We’ve written about sequence risk on many occasions in the past. While most investment projections are based on average returns, the reality is that returns don’t happen that way. There is a sequence to them, and for those recently retired, or close to retirement, sequence risk is an extremely important consideration. Losses taken early in retirement, while your costs are usually higher as well, can sometimes force one to sell stocks into a declining market, which is highly undesirable. We take these factors into consideration as we tailor each portfolio based on the individual client’s needs.
Once upon a time when we were in a normal interest rate environment, it was easy to simply allocate a larger portion of the portfolio of a retiree into bonds, as retirement neared. In fact, many of these “target funds” and “robo-advisors”, are doing just that, as they follow a formulaic approach. The problem with simply using heuristics to build a portfolio, is that it doesn’t take into consideration the dramatic shift in valuations and interest rates. The 20-year Swiss bond has a negative yield…….Do you really want that in your government bond fund, simply because you are 65 years old and close to retirement? The 10-year Treasury is now at 2.1%, and most municipal bonds offers similarly paltry returns. Many junk bonds yield less than 5%, despite high leverage ratios and worsening credit prospects.
These yields are before taxes and inflation, which obviously reduce the real return rates. With the decline in rates, the 10-year Treasury and the dividend yield of the S&P 500 are about equal. With stocks you get growth, where with bonds, your best hope is that you get your money and the interest back. By focusing on buying undervalued and financially strong stocks, we can greatly improve our odds for long-term success, far beyond simply buying the index in our opinion.

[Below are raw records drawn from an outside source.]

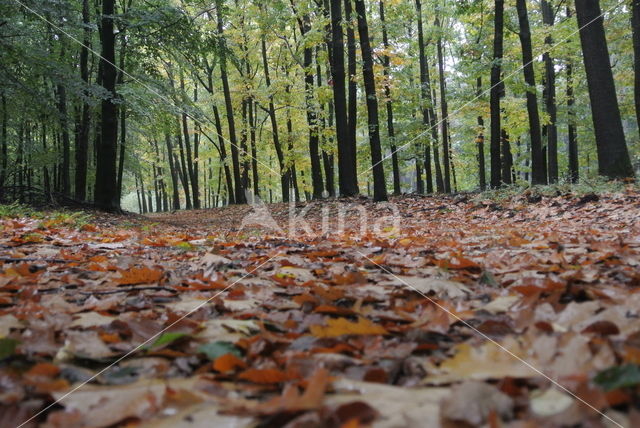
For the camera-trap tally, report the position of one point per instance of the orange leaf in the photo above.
(227, 363)
(264, 376)
(43, 369)
(143, 275)
(341, 326)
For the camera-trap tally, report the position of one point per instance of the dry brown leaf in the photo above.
(341, 326)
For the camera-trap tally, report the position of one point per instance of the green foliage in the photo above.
(217, 349)
(624, 376)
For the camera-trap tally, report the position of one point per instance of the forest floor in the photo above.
(521, 311)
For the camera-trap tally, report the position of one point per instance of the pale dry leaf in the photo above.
(472, 402)
(550, 402)
(399, 407)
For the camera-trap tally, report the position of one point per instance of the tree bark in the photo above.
(239, 197)
(635, 30)
(347, 175)
(223, 156)
(312, 118)
(494, 101)
(538, 167)
(613, 156)
(550, 97)
(284, 174)
(106, 192)
(65, 168)
(572, 149)
(482, 177)
(352, 85)
(82, 141)
(389, 104)
(183, 171)
(445, 112)
(429, 118)
(172, 170)
(379, 184)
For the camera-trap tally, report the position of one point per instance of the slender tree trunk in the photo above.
(635, 30)
(138, 195)
(507, 158)
(389, 104)
(429, 118)
(239, 197)
(550, 98)
(352, 85)
(496, 87)
(538, 167)
(192, 157)
(223, 156)
(82, 141)
(123, 113)
(445, 112)
(254, 153)
(4, 149)
(613, 157)
(106, 192)
(244, 157)
(61, 92)
(379, 184)
(45, 170)
(183, 171)
(327, 158)
(284, 174)
(174, 175)
(572, 149)
(312, 119)
(482, 177)
(145, 209)
(347, 174)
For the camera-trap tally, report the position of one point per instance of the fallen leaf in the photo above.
(473, 401)
(228, 362)
(263, 376)
(141, 275)
(341, 326)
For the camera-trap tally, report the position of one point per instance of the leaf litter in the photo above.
(344, 328)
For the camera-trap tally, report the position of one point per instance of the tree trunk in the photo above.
(613, 157)
(183, 171)
(572, 149)
(635, 30)
(312, 119)
(347, 175)
(4, 149)
(507, 158)
(538, 167)
(445, 113)
(494, 101)
(239, 197)
(379, 184)
(550, 98)
(223, 156)
(389, 104)
(65, 169)
(482, 177)
(254, 153)
(352, 85)
(172, 170)
(429, 119)
(284, 174)
(106, 192)
(82, 142)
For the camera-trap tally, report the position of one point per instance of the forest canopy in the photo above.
(168, 104)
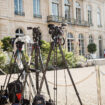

With markets being at elevated valuations, we have been more conservative in our investment decisions for the last few years. We have really emphasized selling cash-secured put options, as opposed to aggressively buying stock. Usually these options are out of the money and are targeting a double-digit return assuming the options expire worthless. In the case of a major decline in the market and in the stocks, we would end up owning them at much cheaper prices, which also correlates to higher earnings and dividend yields.
Once we own the stocks, we might decide to do a covered call to enhance the yield further, if we are willing to sell the stock at the call price. The other option is just to hold on to it if we expect further appreciation. Options on stocks are not the same as simply owning a stock portfolio, and the return characteristics are very different. You don’t always see this on a day to day basis, because increasing volatility, can mask some of the benefits. As we get closer to options expiration, the benefits shine through. Since most of our options usually tend to expire in late January, that is usually the best time to get a read at where things are at.
Sometimes when we buy international stocks, we don’t have the flexibility of selling puts and calls, but we are fine with it, as long as we firmly understand the companies and their prospects, and can buy them at bargain prices. We are finding companies with mid-teens earnings yields, in countries where the respective sovereign debt has negative yields. That is a pretty crazy paradox, so the opportunities are there, but we must be willing to be different to succeed in my estimation.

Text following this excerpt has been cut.